Thursday, March 01, 2007
With Spring just around the corner, 19 days to be exact, I thought it would be a good time to start talking about plants that can be grown to make beer or wine with. So for must of the month of March, I'll be covering how to plant and care for grapes and hops. I will also do a post on making your own malted barley. So first up, planting your grapes.
Selecting a site
Growing grapes well requires a long-term commitment. Vines require several years from time of planting to first harvested crop, and they normally do not reach full production until the fifth or sixth year. Grape plants can survive for 50 to 100 years, provided you care for them properly. Thus, it’s important to consider carefully both site selection and site preparation before you plant.
The first step toward consistent production of high-quality fruit is choosing a sunny location. Avoid frosty areas, as new shoot growth in April and May is very susceptible to frost injury. Sheltered home surroundings and sites usually are warmer. If possible, choose a sloping area, especially a south or southwest slope, because they generally have higher temperatures and are less likely to get frost.
In addition, if you plant in a row that goes in a north–south direction, the fruit and leaves will be better exposed to sunlight than in east–west rows; this way, you’ll produce better quality fruit.
Grapes grow on a wide variety of soil types. An important soil factor is drainage. Your grape plants won’t grow well if you have heavy clay soils with poor drainage or soils with an impervious subsoil claypan.
The soil should be free of perennial weeds and well tilled before you plant. You can improve the organic matter content of heavy clay soil by incorporating sawdust, manure, or compost; use only well-decomposed (rotted) material.
Don’t place compost directly in the planting hole; instead, incorporate it into soil in the whole planting area. You usually don’t need to add fertilizer at planting time.
Plant grapes in early spring as soon as you can work the soil. When you buy dormant, bare-root plants, make sure roots don’t dry out before planting. If you’re transplanting from a propagation bed or nursery, dig plants carefully to avoid breaking roots.
At planting, prune off all broken roots, trim very long roots, and prune off all but one vigorous cane from nursery-bought plants. Prune the cane back to two buds before planting. Set plants in a hole large enough to spread roots without bending them and to the same depth they were grown in the nursery.
Firm soil well around roots to remove air pockets, and water thoroughly. Leave a slight depression around the base of the plant to make watering easier. Irrigate plants as required.
Young grapevines can’t compete with weeds or established lawn grass for water and nutrients. Keep the planting free of all weeds. Cultivate shallowly, no deeper than 1 to 3 inches, to avoid injuring roots.

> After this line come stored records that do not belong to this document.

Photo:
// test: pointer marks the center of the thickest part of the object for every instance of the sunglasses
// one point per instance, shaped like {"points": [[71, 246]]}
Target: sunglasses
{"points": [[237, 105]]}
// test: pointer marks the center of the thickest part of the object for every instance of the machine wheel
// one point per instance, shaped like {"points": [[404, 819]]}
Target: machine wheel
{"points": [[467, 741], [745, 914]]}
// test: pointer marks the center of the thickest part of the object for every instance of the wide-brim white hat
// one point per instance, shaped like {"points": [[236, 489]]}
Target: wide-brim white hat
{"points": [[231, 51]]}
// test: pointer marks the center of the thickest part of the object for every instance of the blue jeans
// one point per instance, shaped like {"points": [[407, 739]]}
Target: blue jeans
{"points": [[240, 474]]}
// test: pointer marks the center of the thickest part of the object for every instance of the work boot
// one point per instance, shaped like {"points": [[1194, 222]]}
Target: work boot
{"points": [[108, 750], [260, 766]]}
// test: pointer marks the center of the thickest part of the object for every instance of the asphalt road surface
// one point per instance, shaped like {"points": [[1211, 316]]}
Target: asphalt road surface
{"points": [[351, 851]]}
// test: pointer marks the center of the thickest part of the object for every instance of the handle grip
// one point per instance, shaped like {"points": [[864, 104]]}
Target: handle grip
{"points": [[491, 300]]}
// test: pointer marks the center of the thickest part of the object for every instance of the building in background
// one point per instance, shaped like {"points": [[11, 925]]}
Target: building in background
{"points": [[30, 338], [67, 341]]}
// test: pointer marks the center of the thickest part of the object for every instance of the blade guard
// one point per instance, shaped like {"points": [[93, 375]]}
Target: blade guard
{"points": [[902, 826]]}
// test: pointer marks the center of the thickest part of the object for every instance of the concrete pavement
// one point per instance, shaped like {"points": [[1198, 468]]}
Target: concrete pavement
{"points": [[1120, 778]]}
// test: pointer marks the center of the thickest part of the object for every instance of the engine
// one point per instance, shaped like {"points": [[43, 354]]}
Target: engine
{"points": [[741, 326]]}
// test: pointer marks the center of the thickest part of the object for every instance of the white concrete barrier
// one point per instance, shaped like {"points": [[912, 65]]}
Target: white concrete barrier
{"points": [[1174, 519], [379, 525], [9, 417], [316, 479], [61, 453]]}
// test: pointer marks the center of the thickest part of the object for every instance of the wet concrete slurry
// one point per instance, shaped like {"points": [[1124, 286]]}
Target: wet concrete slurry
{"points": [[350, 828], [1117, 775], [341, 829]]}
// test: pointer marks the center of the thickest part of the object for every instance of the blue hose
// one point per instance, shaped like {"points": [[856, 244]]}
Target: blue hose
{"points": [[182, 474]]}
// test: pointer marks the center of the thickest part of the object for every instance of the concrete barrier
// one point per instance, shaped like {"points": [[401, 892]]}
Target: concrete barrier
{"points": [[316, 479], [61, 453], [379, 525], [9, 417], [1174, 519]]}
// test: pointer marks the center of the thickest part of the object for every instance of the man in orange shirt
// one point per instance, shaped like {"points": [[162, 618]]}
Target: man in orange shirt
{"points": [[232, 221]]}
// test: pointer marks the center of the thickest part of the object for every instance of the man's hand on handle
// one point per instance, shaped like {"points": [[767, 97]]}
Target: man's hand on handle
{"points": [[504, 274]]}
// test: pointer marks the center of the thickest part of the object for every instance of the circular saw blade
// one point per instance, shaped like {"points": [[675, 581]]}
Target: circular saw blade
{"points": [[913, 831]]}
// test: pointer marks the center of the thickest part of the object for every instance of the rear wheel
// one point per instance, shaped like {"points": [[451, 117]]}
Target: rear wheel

The spacing between rows depends in part on the training and trellis system you choose. In backyard plantings, 9 feet generally is suitable.
Spacing within the row depends on the cultivar you plant and the training system you use. Space European cultivars (Vitis vinifera) 6 to 7 feet apart. You can set American cultivars (V. labrusca) 7 to 8 feet apart in the row, because they are more vigorous (have longer internodes).